International Communique No. 295 – 8th June 2021


Equity markets gained ground last week, particularly in Europe, on the back of better macroeconomic data across the board. The services sector improved its showing as lockdowns and other restrictions were eased. Sector wise, energy – helped by the 4.5% increase in crude prices on confirmation of OPEC production cuts – and automotive were particularly firm. Financials and tech were moreover helped by a downswing in bond yields, with the US 10-year yield dipping to 1.57%. Some believe that the stronger recovery in European equity markets is set to continue, underpinned by the estimate for 50% earnings growth this year, indices’ highly cyclical compositions and more attractive valuations compared with US equities.
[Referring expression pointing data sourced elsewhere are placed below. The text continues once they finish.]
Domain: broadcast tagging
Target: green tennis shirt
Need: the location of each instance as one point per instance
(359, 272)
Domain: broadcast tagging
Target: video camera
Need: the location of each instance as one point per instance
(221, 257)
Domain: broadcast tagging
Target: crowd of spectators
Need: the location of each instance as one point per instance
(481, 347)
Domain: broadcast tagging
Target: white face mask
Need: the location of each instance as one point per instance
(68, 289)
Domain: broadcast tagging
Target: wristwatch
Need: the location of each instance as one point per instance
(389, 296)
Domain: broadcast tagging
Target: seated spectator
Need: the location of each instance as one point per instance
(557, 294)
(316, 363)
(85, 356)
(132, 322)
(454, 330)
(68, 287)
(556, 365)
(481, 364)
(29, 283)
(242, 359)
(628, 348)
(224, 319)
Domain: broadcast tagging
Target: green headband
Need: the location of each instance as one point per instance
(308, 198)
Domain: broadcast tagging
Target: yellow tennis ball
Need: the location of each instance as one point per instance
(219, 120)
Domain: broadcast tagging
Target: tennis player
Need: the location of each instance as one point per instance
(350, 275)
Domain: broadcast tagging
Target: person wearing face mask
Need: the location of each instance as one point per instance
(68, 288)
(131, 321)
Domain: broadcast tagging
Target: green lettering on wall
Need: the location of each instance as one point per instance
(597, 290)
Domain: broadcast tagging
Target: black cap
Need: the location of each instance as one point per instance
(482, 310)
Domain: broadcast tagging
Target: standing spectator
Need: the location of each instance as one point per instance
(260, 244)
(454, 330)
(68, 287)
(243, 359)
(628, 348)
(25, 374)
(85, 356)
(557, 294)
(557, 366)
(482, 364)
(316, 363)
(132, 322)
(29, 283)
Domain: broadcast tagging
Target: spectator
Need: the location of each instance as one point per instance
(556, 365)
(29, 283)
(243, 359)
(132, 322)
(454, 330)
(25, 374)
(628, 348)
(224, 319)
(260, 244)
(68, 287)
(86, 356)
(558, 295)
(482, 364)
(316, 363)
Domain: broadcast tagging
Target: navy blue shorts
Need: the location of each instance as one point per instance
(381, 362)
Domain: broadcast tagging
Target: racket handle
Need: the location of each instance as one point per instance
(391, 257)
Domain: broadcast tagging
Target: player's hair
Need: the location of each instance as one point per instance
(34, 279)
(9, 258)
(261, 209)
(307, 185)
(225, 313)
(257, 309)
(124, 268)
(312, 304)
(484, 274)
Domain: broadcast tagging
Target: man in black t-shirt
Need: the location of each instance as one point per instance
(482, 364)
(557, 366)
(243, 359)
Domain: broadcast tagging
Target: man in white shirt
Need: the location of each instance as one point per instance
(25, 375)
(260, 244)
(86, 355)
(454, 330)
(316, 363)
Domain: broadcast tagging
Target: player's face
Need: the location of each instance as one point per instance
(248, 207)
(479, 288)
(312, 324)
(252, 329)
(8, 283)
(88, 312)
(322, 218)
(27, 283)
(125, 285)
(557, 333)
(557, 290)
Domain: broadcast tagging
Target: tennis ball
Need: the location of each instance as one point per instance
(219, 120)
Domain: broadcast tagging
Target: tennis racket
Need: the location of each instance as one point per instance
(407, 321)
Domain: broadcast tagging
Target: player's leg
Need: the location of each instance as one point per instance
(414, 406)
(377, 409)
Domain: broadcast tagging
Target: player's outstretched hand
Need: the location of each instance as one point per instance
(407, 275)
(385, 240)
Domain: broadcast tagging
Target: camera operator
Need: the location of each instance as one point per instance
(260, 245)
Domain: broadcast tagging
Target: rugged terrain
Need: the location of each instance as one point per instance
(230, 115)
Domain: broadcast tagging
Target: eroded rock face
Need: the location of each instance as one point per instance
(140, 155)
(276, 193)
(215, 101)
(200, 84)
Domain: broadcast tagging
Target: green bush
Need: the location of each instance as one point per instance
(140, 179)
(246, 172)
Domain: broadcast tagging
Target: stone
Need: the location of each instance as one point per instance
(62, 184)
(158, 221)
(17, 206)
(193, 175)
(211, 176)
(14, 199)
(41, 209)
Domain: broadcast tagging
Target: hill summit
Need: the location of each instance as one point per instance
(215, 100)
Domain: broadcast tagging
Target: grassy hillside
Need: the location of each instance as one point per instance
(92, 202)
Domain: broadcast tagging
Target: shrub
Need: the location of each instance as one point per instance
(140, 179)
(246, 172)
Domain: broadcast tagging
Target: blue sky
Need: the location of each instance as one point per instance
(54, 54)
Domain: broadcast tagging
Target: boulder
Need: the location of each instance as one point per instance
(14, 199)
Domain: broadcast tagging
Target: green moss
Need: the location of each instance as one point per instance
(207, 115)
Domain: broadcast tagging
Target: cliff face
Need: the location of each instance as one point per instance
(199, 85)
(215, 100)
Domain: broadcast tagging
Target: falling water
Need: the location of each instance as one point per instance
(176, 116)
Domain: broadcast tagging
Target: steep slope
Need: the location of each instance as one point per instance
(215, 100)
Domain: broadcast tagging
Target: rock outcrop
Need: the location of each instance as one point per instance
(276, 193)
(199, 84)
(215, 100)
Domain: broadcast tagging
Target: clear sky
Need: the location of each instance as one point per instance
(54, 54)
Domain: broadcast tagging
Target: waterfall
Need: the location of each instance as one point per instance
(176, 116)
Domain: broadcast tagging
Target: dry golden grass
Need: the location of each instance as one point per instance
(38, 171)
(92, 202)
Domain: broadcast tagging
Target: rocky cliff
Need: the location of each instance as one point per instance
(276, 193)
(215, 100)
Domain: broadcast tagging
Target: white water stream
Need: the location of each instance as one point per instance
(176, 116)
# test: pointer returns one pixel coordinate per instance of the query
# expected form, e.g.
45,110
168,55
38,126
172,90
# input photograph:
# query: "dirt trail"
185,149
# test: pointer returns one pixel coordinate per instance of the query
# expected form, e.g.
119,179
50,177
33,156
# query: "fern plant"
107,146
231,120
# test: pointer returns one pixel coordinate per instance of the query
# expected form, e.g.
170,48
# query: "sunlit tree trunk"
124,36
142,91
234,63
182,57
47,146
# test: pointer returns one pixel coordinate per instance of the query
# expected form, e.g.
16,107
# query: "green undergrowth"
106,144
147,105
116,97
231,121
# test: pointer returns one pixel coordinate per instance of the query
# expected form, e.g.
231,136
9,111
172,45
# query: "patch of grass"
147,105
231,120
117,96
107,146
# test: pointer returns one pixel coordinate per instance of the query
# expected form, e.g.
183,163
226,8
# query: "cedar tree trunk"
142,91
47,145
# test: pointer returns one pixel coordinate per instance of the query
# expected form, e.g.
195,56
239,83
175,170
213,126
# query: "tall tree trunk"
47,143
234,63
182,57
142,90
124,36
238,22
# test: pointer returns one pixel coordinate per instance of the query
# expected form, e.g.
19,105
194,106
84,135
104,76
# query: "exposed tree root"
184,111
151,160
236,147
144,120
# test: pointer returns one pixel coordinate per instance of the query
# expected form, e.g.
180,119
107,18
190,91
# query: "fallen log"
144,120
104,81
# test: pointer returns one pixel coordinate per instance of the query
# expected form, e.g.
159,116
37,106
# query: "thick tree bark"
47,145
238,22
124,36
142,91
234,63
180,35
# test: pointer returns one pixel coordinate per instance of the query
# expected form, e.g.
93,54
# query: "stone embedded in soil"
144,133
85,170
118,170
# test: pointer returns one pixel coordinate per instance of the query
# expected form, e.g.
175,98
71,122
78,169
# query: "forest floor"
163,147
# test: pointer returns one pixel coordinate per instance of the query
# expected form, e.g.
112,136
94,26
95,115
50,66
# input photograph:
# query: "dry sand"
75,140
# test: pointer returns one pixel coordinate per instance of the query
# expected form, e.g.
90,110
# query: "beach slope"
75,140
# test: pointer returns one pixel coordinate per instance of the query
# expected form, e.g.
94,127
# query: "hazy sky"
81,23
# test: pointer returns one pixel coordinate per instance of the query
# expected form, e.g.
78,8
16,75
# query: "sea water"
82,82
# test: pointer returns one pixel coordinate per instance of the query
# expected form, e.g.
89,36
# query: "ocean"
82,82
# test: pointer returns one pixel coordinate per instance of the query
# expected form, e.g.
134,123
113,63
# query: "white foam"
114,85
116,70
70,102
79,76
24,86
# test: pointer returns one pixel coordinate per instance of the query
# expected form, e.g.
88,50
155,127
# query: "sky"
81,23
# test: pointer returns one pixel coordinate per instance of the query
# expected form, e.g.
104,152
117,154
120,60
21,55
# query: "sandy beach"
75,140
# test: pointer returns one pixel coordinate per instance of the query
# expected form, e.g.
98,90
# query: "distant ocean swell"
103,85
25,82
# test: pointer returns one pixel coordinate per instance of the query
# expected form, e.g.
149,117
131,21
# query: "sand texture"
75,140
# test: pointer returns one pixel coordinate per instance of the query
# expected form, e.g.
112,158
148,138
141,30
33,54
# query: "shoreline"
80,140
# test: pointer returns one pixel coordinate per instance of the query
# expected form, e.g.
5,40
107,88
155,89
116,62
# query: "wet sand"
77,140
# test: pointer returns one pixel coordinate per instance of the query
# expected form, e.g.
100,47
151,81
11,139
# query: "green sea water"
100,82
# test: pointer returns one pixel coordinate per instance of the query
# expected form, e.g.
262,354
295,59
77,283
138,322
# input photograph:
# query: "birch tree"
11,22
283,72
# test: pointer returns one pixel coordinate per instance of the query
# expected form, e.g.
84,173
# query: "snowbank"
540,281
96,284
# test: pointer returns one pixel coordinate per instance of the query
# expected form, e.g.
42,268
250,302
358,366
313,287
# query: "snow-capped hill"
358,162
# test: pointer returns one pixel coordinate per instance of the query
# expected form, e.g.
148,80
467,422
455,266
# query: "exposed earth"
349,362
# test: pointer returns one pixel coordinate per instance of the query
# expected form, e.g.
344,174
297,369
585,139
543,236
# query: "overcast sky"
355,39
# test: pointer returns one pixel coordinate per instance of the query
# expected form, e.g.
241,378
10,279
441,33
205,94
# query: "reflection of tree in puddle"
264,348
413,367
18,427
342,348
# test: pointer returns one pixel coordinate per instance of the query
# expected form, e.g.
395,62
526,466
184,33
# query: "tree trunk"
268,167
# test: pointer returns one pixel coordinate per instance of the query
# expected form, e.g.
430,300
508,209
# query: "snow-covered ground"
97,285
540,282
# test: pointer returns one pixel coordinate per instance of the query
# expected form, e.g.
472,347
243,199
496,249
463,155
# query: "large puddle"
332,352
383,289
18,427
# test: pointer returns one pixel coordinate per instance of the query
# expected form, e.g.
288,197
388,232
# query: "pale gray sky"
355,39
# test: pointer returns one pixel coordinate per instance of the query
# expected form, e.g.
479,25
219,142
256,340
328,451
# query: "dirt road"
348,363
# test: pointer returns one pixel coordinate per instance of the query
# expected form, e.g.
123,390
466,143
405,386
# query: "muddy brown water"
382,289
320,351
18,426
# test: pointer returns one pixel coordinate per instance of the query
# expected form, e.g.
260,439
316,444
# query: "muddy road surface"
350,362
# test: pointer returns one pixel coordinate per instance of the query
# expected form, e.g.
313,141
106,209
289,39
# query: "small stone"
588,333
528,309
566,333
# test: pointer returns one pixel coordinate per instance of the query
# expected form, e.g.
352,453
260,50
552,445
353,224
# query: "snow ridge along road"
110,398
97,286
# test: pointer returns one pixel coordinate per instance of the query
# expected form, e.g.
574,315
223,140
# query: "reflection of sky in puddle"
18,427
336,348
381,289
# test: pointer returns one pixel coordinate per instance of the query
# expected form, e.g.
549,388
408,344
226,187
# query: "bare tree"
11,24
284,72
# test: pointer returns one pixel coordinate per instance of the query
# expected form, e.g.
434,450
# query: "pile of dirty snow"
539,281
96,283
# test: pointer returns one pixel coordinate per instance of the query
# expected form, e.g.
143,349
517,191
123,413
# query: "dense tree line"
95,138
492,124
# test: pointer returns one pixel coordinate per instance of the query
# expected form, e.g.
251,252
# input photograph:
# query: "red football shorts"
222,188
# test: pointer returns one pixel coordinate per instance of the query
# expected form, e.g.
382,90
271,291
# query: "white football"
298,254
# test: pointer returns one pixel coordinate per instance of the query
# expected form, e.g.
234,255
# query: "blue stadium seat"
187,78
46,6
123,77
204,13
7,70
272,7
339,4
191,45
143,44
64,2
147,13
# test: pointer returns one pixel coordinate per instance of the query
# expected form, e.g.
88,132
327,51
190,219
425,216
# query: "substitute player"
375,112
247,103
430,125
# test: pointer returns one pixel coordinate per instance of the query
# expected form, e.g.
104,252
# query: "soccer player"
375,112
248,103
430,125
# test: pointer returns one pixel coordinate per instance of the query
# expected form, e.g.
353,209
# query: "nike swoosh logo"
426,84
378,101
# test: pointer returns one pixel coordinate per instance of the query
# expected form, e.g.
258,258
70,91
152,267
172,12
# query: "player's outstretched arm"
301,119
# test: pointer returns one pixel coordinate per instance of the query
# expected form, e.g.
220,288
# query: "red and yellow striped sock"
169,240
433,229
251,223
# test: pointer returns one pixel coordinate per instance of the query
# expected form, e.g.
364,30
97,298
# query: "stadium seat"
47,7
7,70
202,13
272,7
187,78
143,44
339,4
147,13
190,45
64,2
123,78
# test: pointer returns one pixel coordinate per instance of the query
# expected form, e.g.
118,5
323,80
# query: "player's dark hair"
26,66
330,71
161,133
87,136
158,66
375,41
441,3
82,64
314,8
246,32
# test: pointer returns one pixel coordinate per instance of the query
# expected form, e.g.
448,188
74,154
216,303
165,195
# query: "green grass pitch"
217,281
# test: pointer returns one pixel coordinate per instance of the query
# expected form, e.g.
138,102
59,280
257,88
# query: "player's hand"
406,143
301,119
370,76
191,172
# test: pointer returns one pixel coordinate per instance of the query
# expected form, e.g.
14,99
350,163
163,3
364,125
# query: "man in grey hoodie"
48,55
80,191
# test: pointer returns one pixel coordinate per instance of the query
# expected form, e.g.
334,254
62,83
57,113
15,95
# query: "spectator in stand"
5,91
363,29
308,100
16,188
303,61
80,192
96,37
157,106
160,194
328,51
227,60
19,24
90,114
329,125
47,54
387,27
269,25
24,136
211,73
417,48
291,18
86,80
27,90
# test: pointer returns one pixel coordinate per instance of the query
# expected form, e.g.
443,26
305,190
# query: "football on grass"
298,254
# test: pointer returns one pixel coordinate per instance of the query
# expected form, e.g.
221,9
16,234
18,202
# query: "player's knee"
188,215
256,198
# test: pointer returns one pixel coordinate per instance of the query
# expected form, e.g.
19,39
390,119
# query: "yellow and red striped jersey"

Despite firmer macroeconomic indicators than expected, in turn boosting the prospect for higher interest rates, the spectre of inflation has been waning of late. It looks like central banks have succeeded in reassuring the markets of their willingness to keep policy nice and lose for the foreseeable future. The US employment report for May showed 559,000 new jobs, which in other circumstances might have caused an upset given that the forecast was for 671,000 (the unemployment rate fell to 5.8%). Yet the lower-than-expected data has cooled expectations of imminent monetary policy tightening. The US Fed is starting to unwind the corporate bonds facility put in place in March 2020 and will start selling down the fixed-income ETFs and corporate bonds it has acquired. But the amount of these sales is meagre, amounting to around USD 5 billion in corporate bonds and USD 8.5 billion in ETFs on a balance sheet approaching USD 8 trillion. The ECB is meanwhile expected to revise its GDP growth outlook
upwards amid record business indicators and imminent plans to launch the European stimulus fund. However, it will probably stick to its accommodative monetary stance as the current economic-recovery phase requires strong support.

G7 members this weekend agreed to a minimum tax rate of 15% on corporate profits. Under these plans, countries will be given the right to tax profits wherever they are generated. The OECD estimates that this could generate between USD 50 billion and 80 billion in additional tax revenues per year. After this agreement, aimed mainly at closing the loopholes that multinationals have been exploiting to reduce their tax bills, the road to genuine global tax reform will still be long.